Which brings me to Quibble #3. If all Rollins is talking about is other-worldly spirituality, about how "God as object of love" pulls us away from "God as love," then it seems, given what we've just discussed, that his cure is disproportionate to the disease. He's demanding a root canal when a filling would do. He's hunting rabbits with atom bombs.

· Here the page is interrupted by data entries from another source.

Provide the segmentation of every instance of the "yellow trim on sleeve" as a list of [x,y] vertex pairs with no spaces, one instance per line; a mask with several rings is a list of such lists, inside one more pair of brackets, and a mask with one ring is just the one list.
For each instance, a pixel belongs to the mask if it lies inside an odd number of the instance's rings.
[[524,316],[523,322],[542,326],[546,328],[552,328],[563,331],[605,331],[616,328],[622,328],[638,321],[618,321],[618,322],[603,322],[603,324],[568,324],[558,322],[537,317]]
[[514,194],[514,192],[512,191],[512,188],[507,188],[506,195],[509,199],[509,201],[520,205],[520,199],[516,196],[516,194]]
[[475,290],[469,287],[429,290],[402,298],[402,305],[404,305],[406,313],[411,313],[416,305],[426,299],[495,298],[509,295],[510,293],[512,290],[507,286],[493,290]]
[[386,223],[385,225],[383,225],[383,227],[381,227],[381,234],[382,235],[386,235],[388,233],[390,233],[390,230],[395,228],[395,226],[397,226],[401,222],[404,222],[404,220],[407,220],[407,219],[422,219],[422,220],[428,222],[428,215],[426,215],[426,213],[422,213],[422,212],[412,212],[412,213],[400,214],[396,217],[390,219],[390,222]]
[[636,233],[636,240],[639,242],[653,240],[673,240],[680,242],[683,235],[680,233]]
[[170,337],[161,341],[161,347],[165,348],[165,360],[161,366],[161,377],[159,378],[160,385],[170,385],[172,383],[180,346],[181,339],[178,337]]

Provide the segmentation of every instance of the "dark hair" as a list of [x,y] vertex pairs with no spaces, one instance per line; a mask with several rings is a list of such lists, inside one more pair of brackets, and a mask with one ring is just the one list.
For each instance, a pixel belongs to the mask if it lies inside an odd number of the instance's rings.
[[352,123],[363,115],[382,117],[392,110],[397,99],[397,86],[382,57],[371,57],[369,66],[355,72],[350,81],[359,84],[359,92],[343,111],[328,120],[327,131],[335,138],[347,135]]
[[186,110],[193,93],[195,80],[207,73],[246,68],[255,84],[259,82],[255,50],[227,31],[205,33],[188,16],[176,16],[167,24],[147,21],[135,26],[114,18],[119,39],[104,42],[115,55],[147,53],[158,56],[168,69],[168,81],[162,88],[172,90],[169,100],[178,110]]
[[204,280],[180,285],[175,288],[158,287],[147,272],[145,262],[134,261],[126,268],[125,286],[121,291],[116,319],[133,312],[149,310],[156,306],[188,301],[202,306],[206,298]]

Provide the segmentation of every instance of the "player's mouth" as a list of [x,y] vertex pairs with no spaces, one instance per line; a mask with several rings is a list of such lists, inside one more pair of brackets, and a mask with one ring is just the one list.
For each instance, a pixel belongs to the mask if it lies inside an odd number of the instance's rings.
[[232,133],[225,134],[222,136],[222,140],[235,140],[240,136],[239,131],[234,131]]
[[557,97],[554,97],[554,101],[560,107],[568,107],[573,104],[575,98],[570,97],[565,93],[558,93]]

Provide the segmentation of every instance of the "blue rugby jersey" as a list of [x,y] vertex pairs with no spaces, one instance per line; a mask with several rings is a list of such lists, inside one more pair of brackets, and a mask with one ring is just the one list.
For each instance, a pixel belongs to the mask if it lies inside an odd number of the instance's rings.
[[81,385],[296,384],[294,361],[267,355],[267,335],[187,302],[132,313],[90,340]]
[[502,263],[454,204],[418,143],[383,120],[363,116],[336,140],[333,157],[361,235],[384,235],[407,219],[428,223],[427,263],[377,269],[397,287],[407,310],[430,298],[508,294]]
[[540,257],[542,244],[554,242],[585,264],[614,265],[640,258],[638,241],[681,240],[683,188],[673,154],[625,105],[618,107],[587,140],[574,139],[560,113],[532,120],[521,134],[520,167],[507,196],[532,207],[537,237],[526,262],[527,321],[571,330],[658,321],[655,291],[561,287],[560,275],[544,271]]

Recall, again, what Rollins is asking us to do. We are to undergo a death of god experience that shatters us. In the words of Rollins: "In this dark hour, when the very earth beneath us gives way, we experience utter desolation."
What is unclear here is why we have to experience "utter desolation" if Rollins is just asking us to be more loving. Why can't, say, a transcendent worship experience with a great praise band motivate me to be more loving? It happens. Why can't things like worship and prayer, as mentioned by Bonhoeffer, be the route to loving-kindness? This is what I'm talking about in saying there is a non sequitur in the middle of Insurrection. Rollins doesn't explicate the necessary connection between undergoing "utter desolation" and love. Nor does he explain why such a drastic experience is required when less extreme options are available.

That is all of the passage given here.